Aditya Thyagarajan

Personal information
- Born: 7 November 1978 (age 47) Bangalore, Karnataka, India
- Batting: Right-handed
- Bowling: Leg break

Career statistics
| Competition | List A | Twenty20 |
| Matches | 3 | 2 |
| Runs scored | 58 | 86 |
| Batting average | 19.33 | 86.00 |
| 100s/50s | 0/0 | 0/1; |
| Top score | 42 | 72* |
| Balls bowled | 78 | – |
| Wickets | 5 | – |
| Bowling average | 11.60 | – |
| 5 wickets in innings | 0 | – |
| 10 wickets in match | 0 | – |
| Best bowling | 3/30 | – |
| Catches/stumpings | 1/– | 1/– |
- Source: ESPNcricinfo, 7 March 2010

= Aditya Thyagarajan =

Indian-born American cricketer

Aditya Thyagarajan (born 7 November 1978) is an Indian-born American cricketer. Thyagarajan, a right-handed batsman who bowls leg break, currently represents the United States national cricket team.

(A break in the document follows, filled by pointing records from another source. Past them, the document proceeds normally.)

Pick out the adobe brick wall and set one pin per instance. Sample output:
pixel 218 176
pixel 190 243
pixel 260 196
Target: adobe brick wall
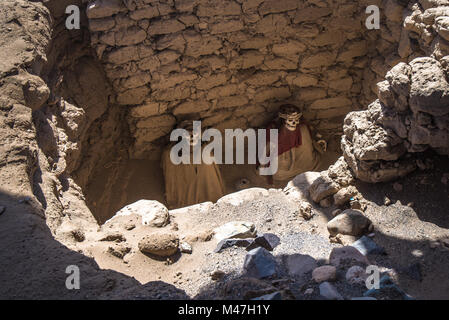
pixel 231 63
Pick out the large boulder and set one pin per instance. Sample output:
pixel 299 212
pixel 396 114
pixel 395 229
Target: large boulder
pixel 153 213
pixel 159 244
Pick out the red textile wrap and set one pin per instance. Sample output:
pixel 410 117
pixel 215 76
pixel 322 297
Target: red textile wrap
pixel 286 139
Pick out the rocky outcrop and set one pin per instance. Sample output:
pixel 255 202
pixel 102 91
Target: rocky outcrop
pixel 411 113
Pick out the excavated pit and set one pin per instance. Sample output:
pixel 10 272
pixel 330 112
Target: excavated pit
pixel 83 133
pixel 121 85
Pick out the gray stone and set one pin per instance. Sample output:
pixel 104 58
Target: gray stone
pixel 268 241
pixel 329 292
pixel 349 254
pixel 367 246
pixel 298 264
pixel 235 229
pixel 259 263
pixel 349 222
pixel 153 213
pixel 228 243
pixel 272 296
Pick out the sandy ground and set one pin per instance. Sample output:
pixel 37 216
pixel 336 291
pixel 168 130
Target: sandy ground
pixel 33 262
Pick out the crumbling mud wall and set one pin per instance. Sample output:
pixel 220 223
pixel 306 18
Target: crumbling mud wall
pixel 411 114
pixel 232 63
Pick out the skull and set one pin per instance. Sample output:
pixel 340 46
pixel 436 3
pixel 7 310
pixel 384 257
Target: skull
pixel 193 137
pixel 291 116
pixel 291 123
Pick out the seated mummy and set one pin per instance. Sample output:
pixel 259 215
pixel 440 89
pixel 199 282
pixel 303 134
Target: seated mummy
pixel 297 150
pixel 189 184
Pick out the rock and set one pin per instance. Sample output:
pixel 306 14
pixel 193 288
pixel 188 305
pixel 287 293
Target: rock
pixel 323 187
pixel 356 275
pixel 247 288
pixel 340 256
pixel 326 202
pixel 242 184
pixel 388 290
pixel 398 187
pixel 184 247
pixel 308 291
pixel 429 91
pixel 344 195
pixel 367 246
pixel 341 173
pixel 324 273
pixel 153 213
pixel 336 212
pixel 227 243
pixel 217 275
pixel 235 229
pixel 114 237
pixel 104 8
pixel 259 263
pixel 357 205
pixel 268 241
pixel 159 244
pixel 306 210
pixel 272 296
pixel 119 250
pixel 413 271
pixel 329 292
pixel 240 197
pixel 298 188
pixel 78 235
pixel 349 222
pixel 298 264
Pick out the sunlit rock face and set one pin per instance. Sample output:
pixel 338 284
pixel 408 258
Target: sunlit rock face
pixel 411 114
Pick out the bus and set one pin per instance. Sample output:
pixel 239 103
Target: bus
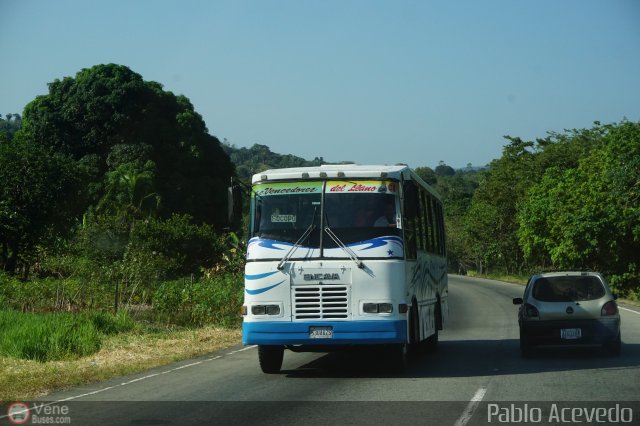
pixel 343 255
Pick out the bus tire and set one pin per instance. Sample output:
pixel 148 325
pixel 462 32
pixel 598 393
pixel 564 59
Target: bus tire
pixel 270 358
pixel 398 357
pixel 431 344
pixel 414 329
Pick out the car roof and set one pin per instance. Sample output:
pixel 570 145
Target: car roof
pixel 568 273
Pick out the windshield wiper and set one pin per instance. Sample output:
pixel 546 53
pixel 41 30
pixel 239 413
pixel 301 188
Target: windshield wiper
pixel 347 250
pixel 295 245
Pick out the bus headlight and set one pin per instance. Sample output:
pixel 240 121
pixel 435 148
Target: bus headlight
pixel 370 308
pixel 377 308
pixel 385 308
pixel 265 309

Thyagarajan made his debut for the United States against Mozambique. Thyagarajan played eight matches for the United States in that tournament.

Thyagarajan made his List-A debut for the United States against Barbados in the 2008/09 West Indies Cricket Board Cup. Thyagarajan made two further appearances for the United States in that tournament against Trinidad and Tobago and the Combined Campuses and Colleges. The United States lost all three matches.

Later in 2008 Thyagarajan represented the United States in the 2008 ICC Americas Championship Division One, where he played three matches against Suriname, Argentina and the Cayman Islands, Bermuda and Canada, as the United States went on to win the tournament.

In 2010 he made his unofficial Twenty20 debut for the United States against the UAE in a pre-tournament warm up match for the 2010 ICC World Twenty20 Qualifier. During the tournament Thyagarajan made his full Twenty20 debut against Ireland, where he scored 72 not out. Thyagarajan played one further match against Afghanistan in the tournament, both matches he played in the United States lost.

Later in February 2010, Thyagarajan represented the United States in the 2010 ICC World Cricket League Division Five, where he helped the United States gain promotion to the 2010 ICC World Cricket League Division Four in Italy.

After making a comeback from a knee injury, which he suffered at 2011 ICC Cricket World League Division Three, in 2012 Thyagarajan was selected for the 2012 ICC World Cricket League Division Four which takes place from 3 to 10 September 2012 in Malaysia.